Panther: 3rd (+6 to hit, 1d6+4 (7) damage) to 8th (+7 to hit, 1d6+5 (8) damage). Can knock prone on a pounce (DC 12). This is slightly better than TWF at 3rd level but slightly worse at 8th.
Poisonous Snake: 3rd: +7 to hit (8th +8 to hit), 3 (8th: 4) damage plus either 2d4 (5) on a failed DC10 save or 2d4/2 (2) on a successful save -- average 6 at 3rd and 7 at 8th given a 50/50 save . That's better accuracy at 3rd but equal or inferior in damage, plus its dependent on a fairly easy save.
Wolf: 3rd (+6 to hit, 2d4+4 (9) damage) to 8th (+7 to hit, 2d4+5 (10) damage), advantage if attacking with an ally, trip on DC11 STR failure. This is the superior companion choice of the PHB options -- but I'd argue not absolutely superior give the other tradeoffs between fighting style and companions.
... And of course the TWF off-hand attack can't be killed, immobilized, held, charmed, or any of the other things an animal companion is exposed to -- at 3rd level, the best choice above is AC 15 with 12 hp, rising to AC 16 with 32 hp at 8th level. The Hunter doesn't have to worry about defending his class ability, though the Beastmaster gains a distraction and additional hp sink, for a little while.
Overall, I think that makes a TWF bonus attack equal or slightly better than a beast attack under most conditions -- which then swings clearly in favor of TWF if Colossus Slayer or the use of large weapons via the Dual Wielder feat come into play -- but
only if the beastmaster is getting the beast attack as a bonus action, not as an either-or as written now.
2) It makes choosing TWF an inferior option. All other fighting styles now provide a bonus in addition to being a beastmaster, while TWF does not. The ranger can still get his +2 to archery, or whatever.
Not really; it makes it still a reasonable choice. Consider:
- The archery +2 to hit only applies to archery attacks; it doesn't apply for beast attacks. It doesn't grant an extra attack.

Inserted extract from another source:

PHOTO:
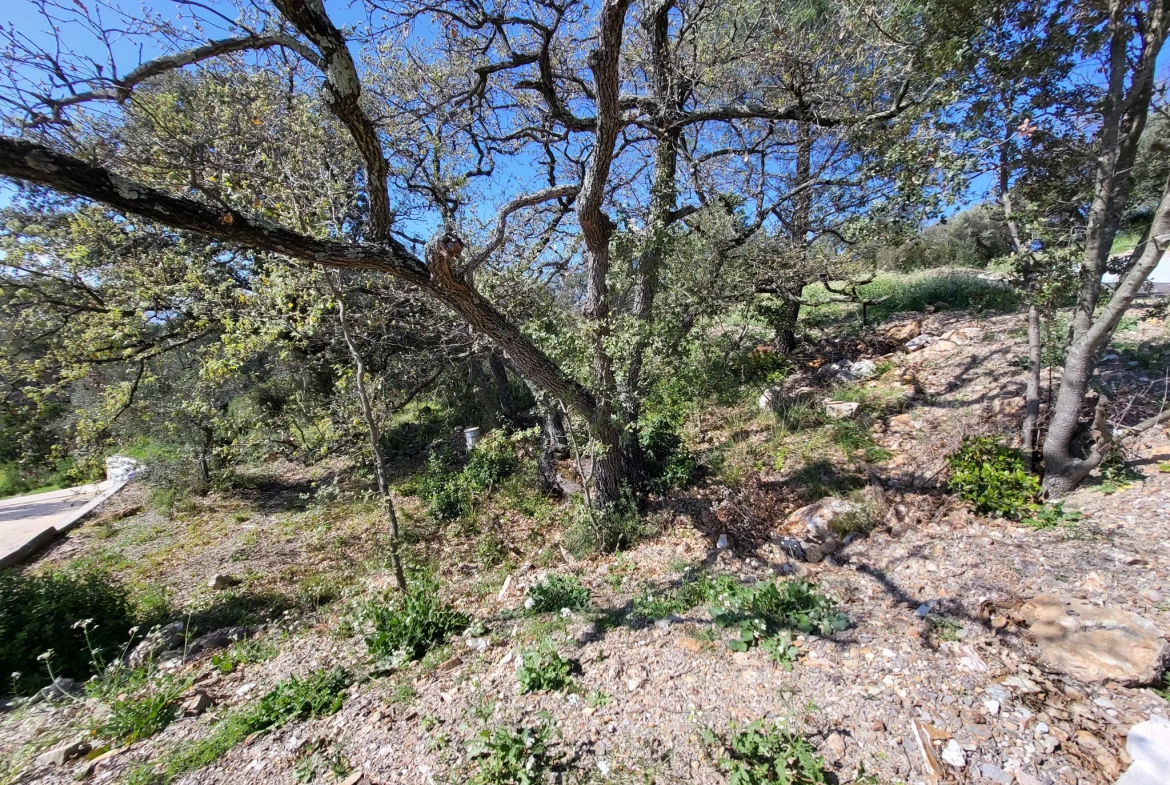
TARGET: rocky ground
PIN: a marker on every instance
(959, 665)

- Duelist +2 to damage doesn't apply to beast attacks; it doesn't grant an extra attack.
- Defense (+1 AC) is the only choice that applies all the time, but it doesn't affect attacks. TWF can match it by taking the Dual Wielder feat later on (also gaining the ability to dual-wield 1d8 weapons instead of just 1d6, which bumps all of the comparisons above by a point of damage in favor of TWF).

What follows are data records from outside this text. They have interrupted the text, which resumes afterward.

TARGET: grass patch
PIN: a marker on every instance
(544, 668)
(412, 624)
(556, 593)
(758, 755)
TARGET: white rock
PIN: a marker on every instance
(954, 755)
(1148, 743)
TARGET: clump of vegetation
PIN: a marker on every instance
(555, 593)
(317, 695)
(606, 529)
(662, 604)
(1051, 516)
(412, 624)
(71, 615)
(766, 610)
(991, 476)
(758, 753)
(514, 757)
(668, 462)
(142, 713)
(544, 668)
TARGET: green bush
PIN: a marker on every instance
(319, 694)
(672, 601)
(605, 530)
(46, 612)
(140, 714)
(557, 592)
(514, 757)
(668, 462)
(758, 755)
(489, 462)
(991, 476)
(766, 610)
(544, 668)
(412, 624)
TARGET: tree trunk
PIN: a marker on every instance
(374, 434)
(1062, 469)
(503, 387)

Frankly, in terms of offensive ability, the three styles above are basically inferior to TWF as far as the ranger is concerned since only TWF enables a fully capable additional attack. The beastmaster who takes TWF only makes the tradeoff when the beast attacks and retains full attack otherwise; a non-TWF style gains an attack to equal the TWF'er beastmaster ... and is still likely a bit behind a ranger with the same or TWF fighting style who takes the Hunter approach and Colossus Slayer ability.
Yes, the TWF option I proposed is a bit of a kludge, and I'd love to hear alternate suggestions, but I still think it's the best option thus far, in terms of balance.
My nomination is this:
Change the mechanic to read: "You gain a bonus action to direct your animal companion to take the Attack, Dash, Disengage, Dodge, or Help action. On a turn where you do not direct your companion, it continues to perform the last command given until that is no longer possible, at which time it takes the Dodge action until directed otherwise."
At 7th level: "On any turn when you and your companion use attack the same opponent, you each gain advantage on your first attack."
It doesn't make the choices equal, but makes them close enough to be equivalent that there's a more reasonable choice between the two than there is now.